So far I’d merely sketched out the Australian section – now I had to complete the picture. Each snippet of research added to the image in my mind. I was fond of detail, but even in those early days I knew that including too much would be a mistake.
Reading through documents, viewing photographs, Lena, my genealogist friend, shook her head. ‘I know you can do it – but what I don’t understand is how?’
A big question, but I tried to explain by repeating an old art school mantra. ‘In drawing,’ I said, ‘what appears on the page should be lines that suggest everything the artist left out. Same applies to writing…’
But like anything else it needs practice, and back then I was still in my Pre-Raphaelite phase. Thankfully, I’ve loosened up since.
I went on to explain that as students we were taught to observe the world around us – be it landscape, townscape, or figure drawing – and to see how an object relates to its surroundings. Most of all to discover how light and shade can be used to suggest a three-dimensional form on flat paper. In fiction too, light and shade – even a reference to weather on a particular day – helps to make the characters believable.
‘Otherwise these fictional people will have no more substance than cardboard cut-outs…’

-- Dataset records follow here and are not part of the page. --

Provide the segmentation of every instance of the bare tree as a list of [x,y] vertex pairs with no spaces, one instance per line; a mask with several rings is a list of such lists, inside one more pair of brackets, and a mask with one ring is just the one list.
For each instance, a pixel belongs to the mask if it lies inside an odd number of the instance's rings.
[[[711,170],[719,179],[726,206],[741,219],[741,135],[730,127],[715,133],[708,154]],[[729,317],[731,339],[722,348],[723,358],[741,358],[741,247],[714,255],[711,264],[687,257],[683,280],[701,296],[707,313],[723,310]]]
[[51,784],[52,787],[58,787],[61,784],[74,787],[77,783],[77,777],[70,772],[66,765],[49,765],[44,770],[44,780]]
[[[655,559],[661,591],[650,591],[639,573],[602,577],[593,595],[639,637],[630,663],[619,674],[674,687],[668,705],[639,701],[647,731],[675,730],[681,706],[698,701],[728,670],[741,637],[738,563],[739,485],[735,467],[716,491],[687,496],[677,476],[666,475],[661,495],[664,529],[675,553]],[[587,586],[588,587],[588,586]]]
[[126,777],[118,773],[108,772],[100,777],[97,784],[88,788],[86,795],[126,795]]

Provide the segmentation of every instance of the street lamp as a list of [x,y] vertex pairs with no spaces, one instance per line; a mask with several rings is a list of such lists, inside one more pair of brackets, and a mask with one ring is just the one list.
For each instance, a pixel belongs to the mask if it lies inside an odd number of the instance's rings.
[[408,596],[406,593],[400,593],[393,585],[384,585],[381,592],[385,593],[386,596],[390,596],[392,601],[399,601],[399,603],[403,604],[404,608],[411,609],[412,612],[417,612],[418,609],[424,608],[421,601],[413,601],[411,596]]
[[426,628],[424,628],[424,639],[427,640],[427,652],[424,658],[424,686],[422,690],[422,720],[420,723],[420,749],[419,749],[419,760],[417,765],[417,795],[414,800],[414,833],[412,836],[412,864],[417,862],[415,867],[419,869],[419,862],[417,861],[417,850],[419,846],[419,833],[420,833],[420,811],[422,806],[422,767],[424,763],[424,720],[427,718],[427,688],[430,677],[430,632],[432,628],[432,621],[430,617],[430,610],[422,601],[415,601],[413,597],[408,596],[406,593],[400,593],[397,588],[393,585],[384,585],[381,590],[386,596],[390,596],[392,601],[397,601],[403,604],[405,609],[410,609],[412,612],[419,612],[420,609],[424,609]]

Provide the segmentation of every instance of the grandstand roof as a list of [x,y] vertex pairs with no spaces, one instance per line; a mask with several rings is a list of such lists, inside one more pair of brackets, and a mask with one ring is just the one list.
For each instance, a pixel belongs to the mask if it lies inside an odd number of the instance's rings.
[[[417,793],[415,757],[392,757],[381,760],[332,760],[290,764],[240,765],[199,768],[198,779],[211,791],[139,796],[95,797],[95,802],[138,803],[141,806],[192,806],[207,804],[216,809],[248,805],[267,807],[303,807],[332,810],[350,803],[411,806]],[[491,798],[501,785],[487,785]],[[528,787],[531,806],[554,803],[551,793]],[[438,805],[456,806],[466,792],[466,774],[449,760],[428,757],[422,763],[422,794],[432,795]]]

Fortunately, to assist with the chapters set in wartime London, I also had a couple of autobiographies to read from the WW1 era. Carmen Callil had sent me Vera Brittain’s Testament of Youth, and Enid Bagnold’s Diary without Dates, both providing first-hand accounts of life and work in the hospitals of the time. Their experiences gave backbone to the ‘hospital’ strand of the story – and to one of its chief protagonists, the nurse, Georgina Duncannon.
Around the same time I visited The Retreat in York to learn something of its history. Times have moved on, but it still looks more like a country house than a hospital. It was founded in the late 18th century by the Quaker, Samuel Tuke, who promoted humane treatment at a time when asylums for the insane were brutal places. From The Retreat, Quaker doctors had gone on to spread its excellent values across the world.
Today, The Retreat is ‘a charitable, not-for-profits provider of specialist mental health care,’ which works closely with the NHS. But what impressed me at the time of my visit was the atmosphere of calm, so different from the mental hospital where I’d briefly worked before embarking on my writing career.
In my novel, Robert Duncannon’s daughter, Georgina, is a professional who has gone from basic training to nursing the mentally ill. Both location and history made The Retreat a perfect place for my fictional heroine to gain experience; a place, I felt, which would be important to her for personal reasons, and later shape her approach to nursing the wounded.
Much later, after reading the novel, a modern nurse commented wryly that this woman was a saint. And yet from studying personal accounts from WW1, I’d been inspired to write not simply what was possible, but what, for my fictional character, was necessary. Georgina Duncannon is a woman who has abandoned the personal for her vocation. Until, that is, Liam Elliott arrives in London, and she is detailed by her father to keep an eye on him.
Given the circumstances, what happens from then on is perhaps inevitable. But love and loss change people. And even though Georgina’s later life is not pursued in any great detail in Liam’s Story, I hope it becomes clear that after Liam’s death, she was a different woman. Fallible and vulnerable. Perhaps not quite the nurse she had been while her armour was intact.
Regarding Liam – both the fictional character and the real man – in Australia, as in Flanders, they had melded. Seeing the places, fitting the research into the landscape, I felt able then to describe, on the page, what it was like to be him, to be there during his time. To have the old city of York as his background, and to arrive in a strange, new, beautiful country where anything was possible.
So much was good – but then the dream, the potential, was shattered by war.
Considering all that, looking back on that time, brings the author Graham Greene to mind. To keep a clear view, emotion needs to be set aside – which is probably what Greene meant when he famously commented on the icicle in the heart of all novelists.
In my view his ‘icicle’ is not so much coldness as detachment from the issues being written about, coupled with the ability to view and control the outcome. To write clearly, one needs to be detached, leaving emotional involvement to the reader. And yet detachment holds up only for the length of the work. Afterwards is when the writer – particularly the creative writer – feels the pain and pays the price.